The former President of the United States of America, the late Ronald Reagan, was a man of eloquence. I want to paraphrase him here, albeit a bit at length, because his words, which were originally spoken against the threat of Soviet Russia, apply equally now to the threat of Islamic extremism and terrorism throughout the Western world. Long before he held the title of President—in fact, in 1964—Ronald Reagan spoke these words at a Republican National Convention:
There's no argument over the choice between peace and war, but there's only one guaranteed way you can have peace—and you can have it in the next second—surrender. Admittedly, there's a risk in any course we follow other than this, but every lesson of history tells us that the greater risk lies in appeasement, and this is the specter our well-meaning … friends refuse to face—that their policy of accommodation is appeasement, and it gives no choice between peace and war, only between fight or surrender. If we continue to accommodate, continue to back and retreat, eventually we have to face the final demand—the ultimatum.
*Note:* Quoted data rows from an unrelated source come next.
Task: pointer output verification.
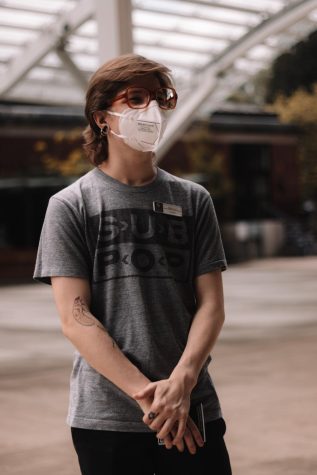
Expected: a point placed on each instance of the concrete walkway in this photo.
(264, 369)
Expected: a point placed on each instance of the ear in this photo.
(100, 118)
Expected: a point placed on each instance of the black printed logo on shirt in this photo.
(140, 242)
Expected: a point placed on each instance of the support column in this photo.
(114, 25)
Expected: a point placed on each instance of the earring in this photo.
(104, 130)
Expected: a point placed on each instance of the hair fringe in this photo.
(104, 85)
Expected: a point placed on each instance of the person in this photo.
(134, 256)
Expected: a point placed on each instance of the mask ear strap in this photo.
(118, 114)
(104, 131)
And what then … someday when the time comes to deliver the final ultimatum, our surrender will be voluntary, because by that time we will have been weakened from within spiritually, morally, and economically.
… … …
We'll preserve for our children this—
'Western civilisation,' I suppose Ronald Reagan could have said—
the last best hope of man on earth, or we'll sentence them to take the last step into a thousand years of darkness.
History will judge—only time will tell—whether the horrendous attacks on 11 September, 2001 were the wake-up bell for us in the West to restore and promote the values of Western civilisation and to defend them against those who oppose them or whether it was the bell tolling on these virtues, our civilisation and our way of life.